Nella puntata ti ho raccontato di quel professore e delle sue parole, non è stato l’unico, poi ne ho incontrato anche un altro che mi ha incoraggiato a proseguire gli studi. Ma su moltissimi professori, come ti ho detto ho cambiato 4 scuole superiori, nessuno mi aveva mai detto quelle parole, nessuno mi aveva fatto comprendere che non dovevo ascoltare troppo alcune valutazioni. Ti racconto un’altra storia a proposito: quando ho cambiato la mia terza scuola una professoressa mi ha dato un 3, dato che io non ero per nulla d’accordo le ho chiesto un confronto con la preside dell’istituto (era una scuola molto piccola).
Durante il confronto dimostro alla prof. che in realtà meritavo molto di più (almeno un 6) e lei si è difesa dicendo: “si ma tu non fai mai i compiti a casa”. Quando è finito questo teatrino la preside mi ha preso da parte e mi ha detto: “Romagnoli, purtroppo non tutte le persone hanno la vocazione per l’insegnamento ed alcune se la prendono senza motivi apparenti, meno male che cambi scuola”. Giusto per farti capire che cosa intendo per non fidarti delle valutazioni. Questo non significa discutere sempre le autorità intorno a noi ma significa, “cerchiamo di pensare anche con la nostra testa”, soprattutto quando ci giudicano negativamente.

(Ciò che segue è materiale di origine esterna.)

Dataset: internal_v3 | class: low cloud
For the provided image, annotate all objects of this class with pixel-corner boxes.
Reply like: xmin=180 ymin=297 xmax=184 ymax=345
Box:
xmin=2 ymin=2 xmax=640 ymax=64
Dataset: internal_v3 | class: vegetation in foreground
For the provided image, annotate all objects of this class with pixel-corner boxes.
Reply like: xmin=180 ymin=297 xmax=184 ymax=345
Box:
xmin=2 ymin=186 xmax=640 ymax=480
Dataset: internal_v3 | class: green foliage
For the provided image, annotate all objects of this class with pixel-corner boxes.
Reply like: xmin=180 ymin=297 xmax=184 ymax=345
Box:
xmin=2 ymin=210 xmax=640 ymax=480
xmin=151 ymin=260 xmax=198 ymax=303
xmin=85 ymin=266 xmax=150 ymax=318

Hai molto più tempo di quello che credi
Quando “Super Pippo” mi ha detto: “Ehi guarda che all’Università si parte tutti da zero” mi aveva motivato parecchio ma non avevo colto appieno il suo messaggio. Vedi a scuola ci convincono che se per caso in prima superiore non abbiamo capito un certo concetto non riusciremo mai a recuperarlo in terza o addirittura i quinta, questa è una cavolata pazzesca! Certo è vero che se hai studiato bene un concetto prima poi dopo sarà più semplice da recuperare ma la maggior parte delle cose, con i tempi giusti ed il giusto metodo, si possono apprendere completamente da zero.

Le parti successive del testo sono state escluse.